Hier, sur le plateau de la RTBF, Pierre-Yves Dermagne a dévoilé la proposition du PS de distribuer à chaque ménage un chèque énergie de 100 euros. Pourquoi à tous les ménages ? « Parce que c’est difficile de faire des distinctions ».

Cette proposition et cette réponse en disent long sur les errements politiques de l’heure.

  1. Comment peut-on justifier de donner une somme identique à tous les ménages, même si, reconnaissons-le, c’est déjà mieux que d’abaisser la TVA à 6% ce qui favorise les ménages plus aisés ? Certes, d’autres propositions en matière de revenus (comme le revenu de base) sont aussi forfaitaires ; mais ces modèles de redistribution s’accompagnent d’ajustements en haut de l’échelle des revenus.
  2. Comment peut-on donner un chèque de 100 € aux propriétaires, en nombre croissant, de panneaux photovoltaïques dont la consommation d’énergie nette est faible voire négative ?
  3. Comment peut-on affirmer qu’il est difficile de faire des distinctions ? Il existe de nombreux seuils dans le droit social belge, dont celui de l’intervention majorée en soins de santé (statut BIM). Les ménages bénéficiaires représentent environ 20% des ménages.
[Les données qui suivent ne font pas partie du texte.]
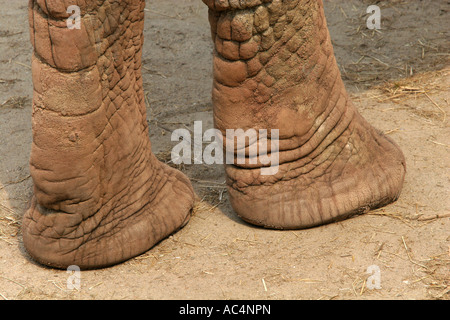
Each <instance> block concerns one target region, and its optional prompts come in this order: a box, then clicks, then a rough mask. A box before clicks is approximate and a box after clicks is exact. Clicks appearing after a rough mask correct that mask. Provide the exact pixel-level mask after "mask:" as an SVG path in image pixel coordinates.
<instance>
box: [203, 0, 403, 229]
mask: <svg viewBox="0 0 450 320" xmlns="http://www.w3.org/2000/svg"><path fill="white" fill-rule="evenodd" d="M204 2H205V3H206V4H207V5H208V7H209V21H210V24H211V31H212V39H213V41H214V44H215V50H214V85H213V103H214V122H215V126H216V127H217V128H218V129H219V130H221V132H223V133H225V132H226V130H227V129H237V128H242V129H243V130H248V129H251V128H253V129H256V130H258V129H278V130H279V139H280V140H279V151H278V152H279V154H278V158H279V163H280V166H279V168H278V172H277V173H276V174H274V175H269V176H267V175H262V174H261V169H260V168H258V166H255V165H253V164H251V163H250V161H249V162H248V163H246V164H240V163H237V162H235V163H234V164H228V165H226V168H225V170H226V174H227V183H228V192H229V195H230V201H231V204H232V206H233V208H234V210H235V211H236V212H237V214H238V215H239V216H240V217H241V218H243V219H244V220H246V221H248V222H250V223H253V224H256V225H260V226H264V227H268V228H277V229H301V228H307V227H313V226H317V225H321V224H325V223H329V222H332V221H337V220H342V219H345V218H348V217H350V216H352V215H355V214H361V213H364V212H367V211H368V210H370V209H374V208H377V207H380V206H383V205H386V204H388V203H390V202H392V201H394V200H396V199H397V198H398V196H399V194H400V190H401V188H402V184H403V180H404V176H405V159H404V157H403V154H402V152H401V151H400V149H399V148H398V146H397V145H396V144H395V143H394V142H393V141H392V140H391V139H389V138H388V137H386V136H384V135H383V134H382V133H381V132H379V131H378V130H376V129H374V128H373V127H372V126H371V125H370V124H368V123H367V122H366V121H365V120H364V119H363V118H362V117H361V115H360V114H359V113H358V111H357V110H356V109H355V107H354V106H353V104H352V102H351V100H350V99H349V96H348V94H347V92H346V90H345V87H344V83H343V81H342V78H341V75H340V72H339V69H338V66H337V63H336V60H335V56H334V52H333V47H332V44H331V39H330V34H329V31H328V28H327V25H326V19H325V15H324V9H323V3H322V1H321V0H289V1H282V0H273V1H262V0H255V1H251V0H249V1H232V0H229V1H212V0H204ZM252 147H254V146H252V145H251V144H250V143H248V144H247V154H248V153H249V150H250V148H252ZM275 152H276V151H275ZM236 157H237V152H236ZM260 167H261V165H260ZM268 195H270V196H268Z"/></svg>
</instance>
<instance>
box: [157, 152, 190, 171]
mask: <svg viewBox="0 0 450 320" xmlns="http://www.w3.org/2000/svg"><path fill="white" fill-rule="evenodd" d="M155 156H156V158H157V159H158V160H159V161H161V162H163V163H165V164H167V165H168V166H169V167H172V168H175V169H177V170H180V171H186V166H185V164H184V163H181V164H175V163H173V161H172V152H171V151H161V152H158V153H156V154H155Z"/></svg>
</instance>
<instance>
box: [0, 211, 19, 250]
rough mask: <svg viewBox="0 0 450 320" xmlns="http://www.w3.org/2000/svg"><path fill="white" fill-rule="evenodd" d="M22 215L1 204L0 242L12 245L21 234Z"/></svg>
mask: <svg viewBox="0 0 450 320" xmlns="http://www.w3.org/2000/svg"><path fill="white" fill-rule="evenodd" d="M20 226H21V221H20V215H19V214H18V213H16V212H15V211H14V210H12V209H10V208H8V207H6V206H5V205H3V204H1V203H0V240H2V241H5V242H7V243H9V244H12V242H11V241H10V240H11V239H13V238H15V237H16V236H17V234H18V233H19V230H20Z"/></svg>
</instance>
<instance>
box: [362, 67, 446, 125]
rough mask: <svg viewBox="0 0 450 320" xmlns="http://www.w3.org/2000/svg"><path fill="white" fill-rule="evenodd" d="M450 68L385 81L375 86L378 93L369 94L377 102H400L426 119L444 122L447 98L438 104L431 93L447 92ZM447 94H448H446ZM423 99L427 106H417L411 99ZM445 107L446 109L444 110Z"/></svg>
mask: <svg viewBox="0 0 450 320" xmlns="http://www.w3.org/2000/svg"><path fill="white" fill-rule="evenodd" d="M446 79H450V69H444V70H440V71H433V72H431V71H430V72H425V73H422V74H417V75H415V76H414V77H410V78H405V79H400V80H396V81H390V82H385V83H384V84H382V85H378V86H376V87H375V89H376V90H378V92H379V95H376V96H371V98H373V99H377V101H378V102H380V103H383V102H388V101H389V102H393V103H396V104H401V105H403V106H405V107H407V109H408V110H409V111H411V112H413V113H414V114H416V115H417V116H420V117H422V118H426V119H428V120H435V121H437V122H441V123H445V122H446V121H447V112H448V109H449V100H448V99H445V98H444V101H445V103H443V104H439V103H438V102H437V101H436V99H435V98H433V95H435V94H442V96H443V97H445V96H446V94H445V93H448V85H449V81H448V80H446ZM447 95H448V94H447ZM421 98H422V99H425V100H426V101H427V102H428V106H429V108H423V107H418V105H419V104H417V103H414V102H412V103H411V100H418V99H421ZM446 109H447V111H446Z"/></svg>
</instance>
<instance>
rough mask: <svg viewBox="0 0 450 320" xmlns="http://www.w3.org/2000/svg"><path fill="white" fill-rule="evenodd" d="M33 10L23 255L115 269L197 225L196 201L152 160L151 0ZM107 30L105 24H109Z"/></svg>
mask: <svg viewBox="0 0 450 320" xmlns="http://www.w3.org/2000/svg"><path fill="white" fill-rule="evenodd" d="M78 4H79V6H80V10H81V17H80V19H79V29H73V30H72V29H70V28H67V25H66V21H65V20H66V19H67V18H69V13H67V12H70V10H69V11H67V8H66V7H65V3H64V1H36V0H33V1H30V2H29V14H30V31H31V32H30V34H31V42H32V44H33V47H34V54H33V58H32V71H33V73H32V76H33V88H34V94H33V111H32V126H33V127H32V129H33V143H32V147H31V156H30V173H31V176H32V179H33V184H34V190H33V191H34V197H33V201H32V206H31V207H30V209H29V210H28V211H27V212H26V214H25V216H24V219H23V224H22V226H23V228H22V231H23V242H24V246H25V249H26V250H27V251H28V253H29V254H30V255H31V257H32V258H34V259H35V260H37V261H38V262H40V263H42V264H44V265H48V266H52V267H57V268H66V267H67V266H70V265H76V266H78V267H80V268H83V269H89V268H100V267H106V266H109V265H113V264H116V263H119V262H122V261H125V260H127V259H130V258H132V257H135V256H137V255H139V254H142V253H144V252H146V251H147V250H149V249H150V248H152V247H153V246H154V245H155V244H157V243H158V242H159V241H161V240H162V239H164V238H166V237H167V236H169V235H171V234H172V233H174V232H176V231H177V230H179V229H180V228H181V227H183V226H184V225H185V224H186V223H187V221H188V220H189V217H190V214H191V210H192V207H193V203H194V192H193V189H192V186H191V184H190V181H189V179H188V178H187V177H186V176H185V175H184V174H182V173H181V172H179V171H177V170H175V169H174V168H171V167H169V166H167V165H165V164H163V163H161V162H159V161H158V160H157V159H156V157H155V156H154V154H153V153H152V151H151V142H150V139H149V128H148V122H147V116H146V104H145V97H144V90H143V79H142V71H141V65H142V46H143V38H144V37H143V30H144V6H145V1H100V2H98V1H87V2H86V1H85V2H83V1H81V2H80V1H79V2H78ZM105 21H106V22H105Z"/></svg>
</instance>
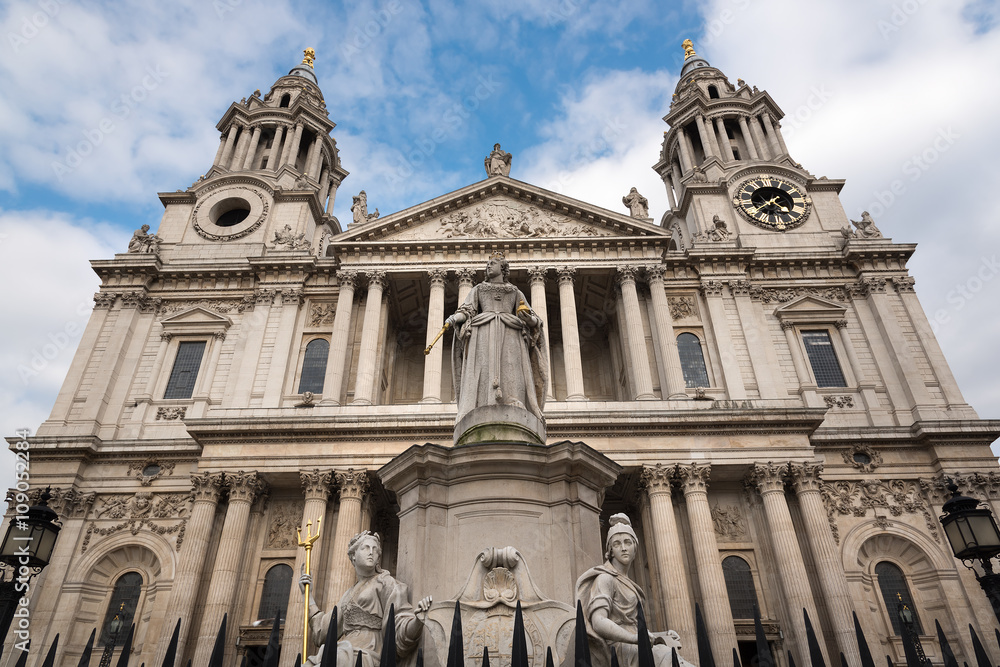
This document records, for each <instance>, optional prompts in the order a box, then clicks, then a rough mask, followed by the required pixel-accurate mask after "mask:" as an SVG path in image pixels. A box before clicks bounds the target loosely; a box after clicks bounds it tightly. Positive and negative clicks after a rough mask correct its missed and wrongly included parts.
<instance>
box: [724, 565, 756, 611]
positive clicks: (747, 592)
mask: <svg viewBox="0 0 1000 667" xmlns="http://www.w3.org/2000/svg"><path fill="white" fill-rule="evenodd" d="M722 574H723V576H724V577H725V578H726V591H727V592H728V593H729V608H730V609H731V610H732V612H733V618H753V610H754V607H756V606H757V591H756V590H754V587H753V574H752V573H751V572H750V566H749V565H748V564H747V562H746V561H745V560H743V559H742V558H740V557H739V556H727V557H726V558H724V559H723V561H722Z"/></svg>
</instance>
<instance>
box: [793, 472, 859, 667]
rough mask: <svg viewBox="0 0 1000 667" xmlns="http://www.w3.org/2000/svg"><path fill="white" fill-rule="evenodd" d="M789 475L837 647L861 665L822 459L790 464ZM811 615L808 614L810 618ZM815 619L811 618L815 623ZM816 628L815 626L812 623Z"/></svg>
mask: <svg viewBox="0 0 1000 667" xmlns="http://www.w3.org/2000/svg"><path fill="white" fill-rule="evenodd" d="M790 471H791V477H792V480H793V482H794V483H795V493H796V494H797V495H798V497H799V506H800V507H801V508H802V520H803V522H804V523H805V524H806V537H807V538H808V539H809V550H810V551H811V552H812V556H813V562H814V563H815V564H816V573H817V574H818V575H819V584H820V587H821V588H822V589H823V598H824V599H825V601H826V611H827V616H828V617H829V619H830V623H832V624H833V633H834V635H835V636H836V638H837V648H839V649H840V650H841V651H842V652H843V654H844V655H845V656H846V657H847V664H849V665H860V664H861V654H860V653H859V652H858V643H857V640H856V638H855V636H854V619H853V617H852V616H851V612H853V611H854V606H853V605H852V604H851V592H850V590H849V589H848V586H847V577H846V575H845V574H844V568H843V566H842V565H841V563H840V559H839V558H838V557H837V545H836V544H835V543H834V541H833V533H831V532H830V523H829V519H828V518H827V514H826V507H825V506H824V504H823V496H822V494H821V492H820V474H821V473H822V472H823V464H822V463H802V464H792V465H791V467H790ZM811 618H812V617H811V616H810V619H811ZM816 623H817V621H815V620H814V621H813V625H814V626H815V625H816ZM814 629H815V627H814Z"/></svg>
Ce serait déjà une priorité compréhensible et facile à mettre en oeuvre. Et, preuve que cela marche, c’est le ciblage retenu pour l’extension du tarif social.
  4. Comment peut-on affirmer qu’il est difficile de faire des distinctions alors que le gouvernement Vivaldi a introduit, et prolongé 4 fois, une prime de 50 € uniquement pour les ménages bénéficiaires du revenu d’intégration (RIS), de la Grapa (pensionnés) ou de l’ARR (allocation de remplacement de revenus pour les personnes porteuses d’un handicap). Au demeurant, cette mesure a créé de nombreuses inégalités parmi les ménages à petits ou faibles revenus, sans que cela n’émeuve grand monde, y compris à gauche.

Les crises et l’impréparation structurelle de notre système de protection sociale à les affronter de manière efficace, efficiente et équitable, conduisent forcément à des errements politiques, voire à la course à l’échalote.

Dommage, et on paiera les conséquences pendant longtemps.

En attendant, je refuserai le chèque s’il est accordé, ou en ferai un meilleur usage si on me force à l’accepter.